Il y a quelques qualités que je reconnais à Polisse : une mise en scène ainsi qu'un rythme efficaces qui nous plonge dans l'action de manière brutale, et une direction d'acteurs talentueux, qui sonnent justes et donnent leurs tripes.
Ça s'arrête là.
J'ai cru que j'allais quitter la salle au bout de dix minutes tellement le flot d'histoires sordides et d'agressivité m'a submergé.

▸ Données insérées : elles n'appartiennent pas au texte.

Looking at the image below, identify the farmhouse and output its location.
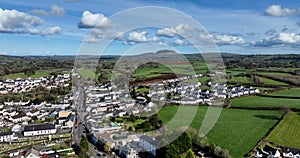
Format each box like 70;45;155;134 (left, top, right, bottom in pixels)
0;132;18;142
23;124;56;136
139;135;159;156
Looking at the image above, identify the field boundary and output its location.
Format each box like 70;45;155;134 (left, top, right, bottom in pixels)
245;111;290;156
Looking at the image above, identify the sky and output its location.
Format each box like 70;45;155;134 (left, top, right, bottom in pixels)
0;0;300;55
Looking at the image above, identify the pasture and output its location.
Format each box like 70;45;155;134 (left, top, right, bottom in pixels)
158;106;281;157
231;96;300;109
267;112;300;148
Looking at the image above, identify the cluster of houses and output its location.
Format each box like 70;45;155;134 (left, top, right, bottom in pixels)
0;74;71;94
148;74;260;105
0;111;75;142
78;74;259;157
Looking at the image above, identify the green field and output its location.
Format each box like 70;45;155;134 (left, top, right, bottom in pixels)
260;77;289;86
78;68;95;79
228;76;253;84
159;106;280;157
269;88;300;97
231;96;300;109
3;70;53;80
132;60;208;78
267;112;300;148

Polisse est une compilation d'instants forts : interrogatoire d'enfants potentiellement violés, enfant arraché à sa mère pour être placé dans un foyer, descente de police dans un camp roumain, mais aussi divorce d'une flic, dispute conjugale, accrochage entre collègues... Et de rares moments de répit comme une sortie en boite (parce que oui les flics se disputent, mais ils sont aussi complices), ou un déjeuner familial (sans intérêt).
RAMASSIS DE CLICHES
Le film se tient, avec un début et une fin (fin ridicule et prévisible d'ailleurs), mais l'enchevêtrement d'histoires est tout de même une mosaïque de lieux communs : oui, il y a des problèmes de mœurs dans tous les milieux sociaux, oui, c'est compliqué de démêler le vrai du faux, tous les cas sont différents et on a jamais le fin mot de l'histoire... mais cela reste très bien pensant et démagogique.

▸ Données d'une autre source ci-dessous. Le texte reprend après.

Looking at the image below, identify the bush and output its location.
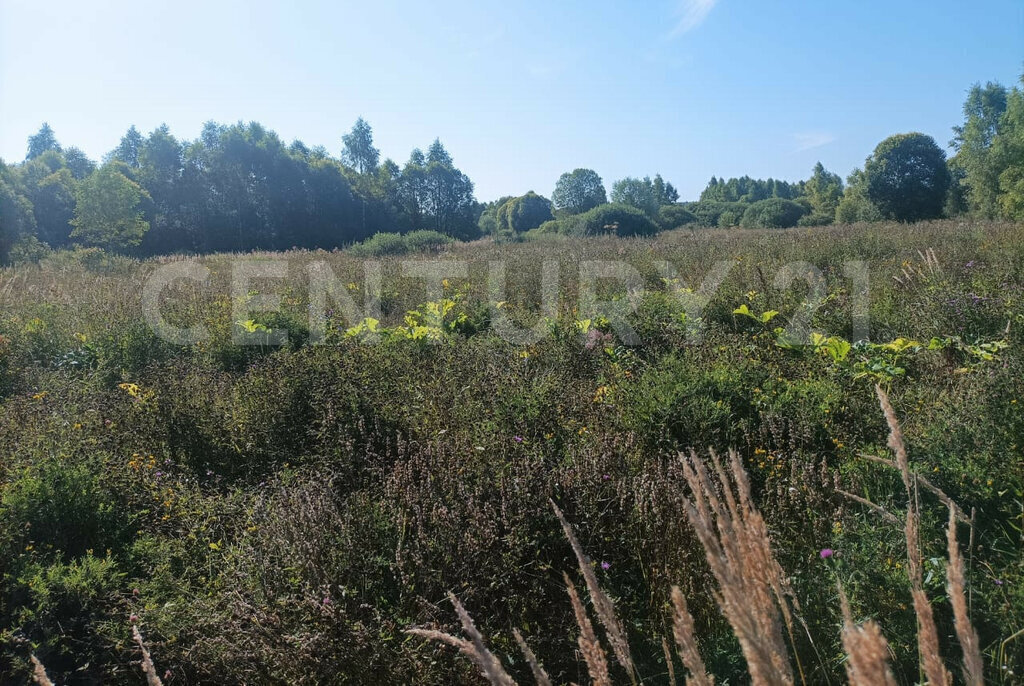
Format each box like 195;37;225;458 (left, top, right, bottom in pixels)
404;229;455;253
685;201;746;226
348;233;409;257
9;235;53;264
498;190;554;233
836;192;882;224
657;205;697;231
573;204;657;238
739;198;807;228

Les flics traitent le père incestueux arrogant comme un salaud, et un flic lui met une droite car c'est tout ce qu'il mérite (ça a fait plaisir à la femme assise derrière moi dans la salle qui l'avait déjà traité d'enculé), la flic hystérique d'origine arabe fait la morale à un père lui-même arabe qui veut marier sa fille de force... Comme si la réalité n'était pas infiniment plus complexe.

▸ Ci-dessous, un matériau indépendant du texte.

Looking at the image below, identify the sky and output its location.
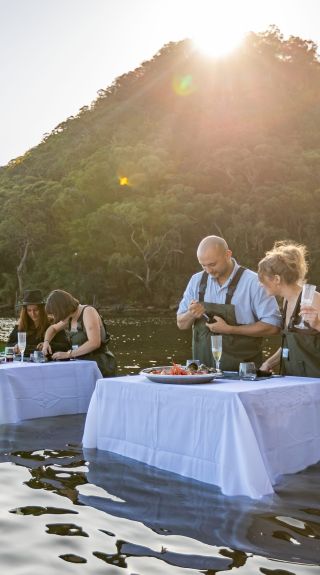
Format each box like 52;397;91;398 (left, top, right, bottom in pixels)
0;0;320;166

Les réactions dans la salle ou j'étais étaient peut être encore plus dégoutantes que le film. J'ai entendu beaucoup de rires que je n'ai pas compris (comment on peut trouver drôle qu'une mère branle son fils même si elle dit ça avec un air ahuri ???).
Polisse s'adresse au spectateur de la même façon que la télé réalité donne en pâture des scènes brutes qui ne peuvent que susciter des réactions fortes, des avis tranchés. Mais ne pas laisser indifférent ne signifie pas digne d'intérêt.
FLICS GERBANTS
Dans Polisse, les flics sont des gros beaufs qui manquent singulièrement de psychologie (traiter une fille de 14 ans qui se montre dénudée sur internet de "nymphomane qui a l'air d"une pute" ? hurler sur une mère en pleurs qui a du mal à donner les détails de sa vie intime avec son mari incestueux ?). La plupart du temps ils ne s'expriment qu'en "gueulant", et même entre eux ils ne sont pas capables de s'écouter. Le pire étant cette espèce de fierté mal placée qu'ils dégagent quand ils essaient de s'imposer alors qu'ils sont seulement violents et grossiers.
Pour réaliser Polisse, il parait que Maïwenn s'est immergée dans le milieu de la brigade des mœurs sans y avoir été autorisée et que finalement, après avoir vu le film, la brigade était ravie de l'image qu'elle a donné de la police. Incompréhensible. Les moments qui sont censés les humaniser les rendent encore plus écœurants. Ils mangent comme des porcs (la bouche ouverte avec bruit de mastication en bonus), se laisse aller à leurs pulsions égotiques et n'analysent rien. Pourtant on voit bien une tentative de renverser la vapeur avec une alternance dureté/douceur, frénésie/calme, tension/décontraction, mais même cela manque de subtilité (flic alcoolique qui crie qu'elle n'a pas de problèmes, anorexique suicidaire moralisatrice, Maïwenn et Joey Starr qui jouent à la Belle et la Bête), quand ce n'est pas carrément incohérent (moment de tendresse avec les enfants roumains qui dansent après avoir été enlevés de force à leur parents en pleine nuit...).
INHUMAIN
Je peux aimer la violence et le glauque, j'ai adoré Dog Pound qui décrit aussi des situations difficiles. Mais le talent du cinéaste devrait rendre les choses belles ou intéressantes, les présenter sous un jour nouveau ou au moins de façon digeste. Ici ce n'est pas le cas, on voit des cons évoluer dans un monde de cons.
Polisse c'est l'horreur, la perversité, la crasse et la bestialité humaines vomies au visage du spectateur. Ce film aura au moins le mérite de rassembler à peu près tout ce que je déteste chez l'être humain, et de me rappeler pourquoi je suis misanthrope.